Em Campinas, como não temos turismos óbvios pra fazer, temos procurado por programações culturais, feiras, caminhadas, vasculhamos sites, nos empenhamos nas conversas com quem encontramos pelos rolês e num efeito inesperado temos tido o que fazer sempre. E coisas muito interessantes. Da Feira da Reforma Agrária a uma livraria que lançou livros da Hilda Hilst. Da caminhada “Campinas Assombrada” ao melhor mercadinho asiático que já topamos, Café Filosófico, cinema gratuito no MIS, etc…
Pra ver, bastou estar disposto.
pra viajar sem sair de casa

Na seção dos livros dessa news, nessa edição quero indicar dois livros de poesia que fizeram a minha cabeça no último mês. O primeiro foi Todas as Pequenas Coisas, da escritora Noemi Jaffe. E o segundo é O livro das Semelhanças da Ana Martins Marques. Ler poesia tem disso de te tirar da zona de conforto de um jeito muito especial. As brincadeiras que ambas fazem comas palavras me fizeram visitar lugares esquecidos da minha imaginação.

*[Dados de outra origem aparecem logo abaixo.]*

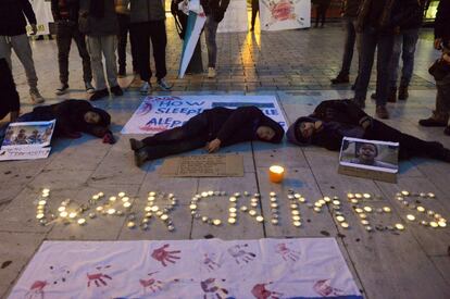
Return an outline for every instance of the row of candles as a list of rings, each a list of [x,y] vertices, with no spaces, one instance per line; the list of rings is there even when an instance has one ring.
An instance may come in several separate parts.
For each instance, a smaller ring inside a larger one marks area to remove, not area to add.
[[[190,213],[193,219],[200,220],[203,223],[211,224],[214,226],[222,225],[225,221],[211,217],[210,215],[202,214],[200,212],[200,202],[208,201],[208,199],[227,197],[225,191],[203,191],[195,195],[189,203]],[[421,225],[430,226],[433,228],[446,227],[447,220],[439,213],[434,212],[433,210],[426,209],[424,205],[416,205],[411,202],[412,198],[435,198],[435,195],[432,192],[428,194],[410,194],[409,191],[401,191],[396,195],[396,199],[401,201],[402,205],[409,209],[409,213],[405,215],[407,220],[410,222],[417,221]],[[125,192],[118,192],[116,196],[111,196],[108,199],[103,192],[98,192],[93,195],[88,204],[78,204],[70,199],[63,200],[58,208],[58,213],[52,213],[48,209],[48,200],[50,198],[50,190],[48,188],[42,189],[42,192],[37,200],[37,210],[36,219],[41,225],[48,225],[54,221],[61,221],[64,224],[77,223],[79,225],[85,225],[87,223],[86,214],[89,219],[95,219],[97,215],[117,215],[117,216],[127,216],[127,227],[135,228],[140,226],[141,229],[147,231],[152,219],[159,219],[166,225],[168,232],[175,231],[172,212],[176,208],[177,199],[173,194],[164,192],[154,192],[151,191],[148,194],[147,202],[143,207],[142,216],[140,223],[138,223],[139,217],[137,213],[130,212],[130,208],[134,204],[135,200],[126,196]],[[262,223],[265,221],[264,216],[261,214],[261,195],[245,191],[243,194],[234,192],[228,198],[228,219],[226,222],[229,225],[237,224],[238,213],[249,214],[257,222]],[[243,201],[243,198],[248,198],[247,201],[250,201],[249,204],[239,204]],[[378,199],[378,197],[376,197]],[[279,224],[279,200],[275,192],[270,192],[270,222],[272,225]],[[367,232],[374,231],[374,227],[370,223],[368,214],[373,212],[390,213],[391,208],[385,205],[383,208],[373,208],[368,204],[361,205],[363,202],[367,202],[374,197],[371,194],[348,194],[347,199],[352,203],[352,211],[360,219],[360,223],[364,226]],[[295,227],[300,227],[302,225],[302,217],[300,215],[300,204],[305,204],[309,209],[312,209],[314,212],[320,213],[322,209],[328,207],[334,215],[336,222],[342,228],[349,228],[350,225],[347,222],[343,213],[341,212],[341,201],[338,197],[324,197],[314,202],[308,202],[308,200],[298,192],[293,190],[288,190],[287,200],[290,208],[290,220],[291,224]],[[414,215],[412,211],[418,213]],[[422,219],[422,220],[421,220]],[[376,226],[377,231],[383,231],[384,228],[388,231],[403,231],[405,227],[402,223],[396,223],[393,225],[388,225],[380,227]]]

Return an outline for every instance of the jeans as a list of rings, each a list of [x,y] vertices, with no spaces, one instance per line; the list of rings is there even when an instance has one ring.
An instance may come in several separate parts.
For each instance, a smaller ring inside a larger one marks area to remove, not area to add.
[[[401,32],[393,37],[392,58],[390,60],[390,88],[397,88],[400,54],[403,61],[400,86],[409,86],[414,70],[414,52],[418,39],[418,28]]]
[[[150,70],[150,40],[153,48],[157,78],[164,78],[167,75],[165,66],[167,36],[164,20],[134,23],[132,24],[132,35],[136,38],[140,78],[145,82],[150,82],[152,75]]]
[[[117,14],[118,21],[118,35],[117,35],[117,55],[118,55],[118,70],[125,71],[126,68],[126,43],[128,40],[128,32],[130,32],[129,15]],[[132,59],[133,59],[133,71],[139,70],[137,62],[137,47],[136,40],[133,34],[129,35],[129,42],[132,43]]]
[[[215,62],[217,60],[217,43],[215,42],[217,27],[218,23],[214,21],[213,15],[208,15],[204,24],[204,38],[208,48],[208,67],[215,67]]]
[[[117,37],[115,35],[109,36],[87,36],[86,43],[90,55],[90,62],[93,71],[93,79],[96,82],[96,89],[102,90],[107,88],[104,79],[102,54],[107,64],[108,84],[111,87],[118,86],[117,84],[117,64],[115,59],[115,48],[117,46]]]
[[[28,37],[26,35],[0,36],[0,58],[7,59],[7,62],[12,70],[11,49],[14,49],[15,54],[25,68],[29,91],[37,91],[38,78],[36,75],[35,62],[33,61],[33,51],[29,46]]]
[[[149,160],[202,148],[210,140],[204,114],[191,117],[183,126],[142,139]]]
[[[92,70],[90,68],[90,58],[86,47],[85,35],[78,30],[77,24],[59,21],[57,23],[57,46],[58,64],[60,66],[60,82],[68,82],[68,53],[71,52],[72,39],[75,40],[79,57],[83,60],[83,79],[92,80]]]
[[[385,105],[389,94],[389,66],[392,53],[393,35],[379,33],[367,27],[361,33],[361,57],[358,71],[358,80],[354,89],[354,99],[364,101],[377,49],[376,64],[376,104]]]
[[[357,43],[357,50],[360,51],[360,42],[357,35],[357,18],[345,17],[346,28],[346,43],[343,46],[342,66],[340,68],[340,75],[348,76],[350,74],[351,61],[353,60],[354,43]]]

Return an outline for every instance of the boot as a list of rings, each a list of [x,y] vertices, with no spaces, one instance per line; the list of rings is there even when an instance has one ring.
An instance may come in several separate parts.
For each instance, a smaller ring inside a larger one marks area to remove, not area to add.
[[[387,101],[389,103],[397,102],[397,88],[396,87],[390,88],[390,91],[389,91],[389,96],[388,96]]]
[[[399,100],[405,101],[408,100],[408,97],[410,97],[410,94],[408,94],[408,85],[400,85]]]

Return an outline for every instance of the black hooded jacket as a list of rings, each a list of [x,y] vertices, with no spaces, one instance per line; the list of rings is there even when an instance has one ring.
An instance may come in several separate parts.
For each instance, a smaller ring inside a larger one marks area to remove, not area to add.
[[[0,120],[12,111],[18,111],[21,103],[15,89],[10,66],[4,58],[0,59]]]
[[[89,124],[85,121],[85,114],[88,111],[96,112],[100,115],[98,124]],[[111,123],[111,116],[104,110],[92,107],[86,100],[65,100],[57,104],[36,107],[33,110],[34,121],[57,120],[54,135],[57,137],[71,136],[83,132],[102,138]]]
[[[227,109],[223,107],[205,110],[209,135],[212,139],[221,140],[222,146],[257,140],[257,129],[260,126],[268,126],[275,130],[271,140],[279,144],[285,135],[283,127],[254,105]],[[265,141],[265,140],[264,140]]]

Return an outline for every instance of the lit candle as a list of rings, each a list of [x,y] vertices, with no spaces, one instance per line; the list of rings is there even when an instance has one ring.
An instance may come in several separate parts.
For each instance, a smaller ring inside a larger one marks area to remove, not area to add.
[[[268,179],[272,183],[280,183],[285,176],[285,169],[278,165],[273,165],[268,169]]]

Descobri e me viciei em um podcast nesses últimos tempos e ele tem sido constante companhia nos meus treinos. É o Wiser Than Me, da Julia Louis-Dreyfus (aquela de VEEP e Seinfeld). Nele ela entrevista mulheres que ela diz serem “mais sábias que ela”(tradução literal). Recomendo muito o episódio com a escritora chilena Isabel Allende e um outro com a cantora americana Patti Smith (sou fã de ambas). Em inglês.
As citações ao longo do texto são de uma crônica chamada Vista Cansada, do escritor mineiro Otto de Lara Resende.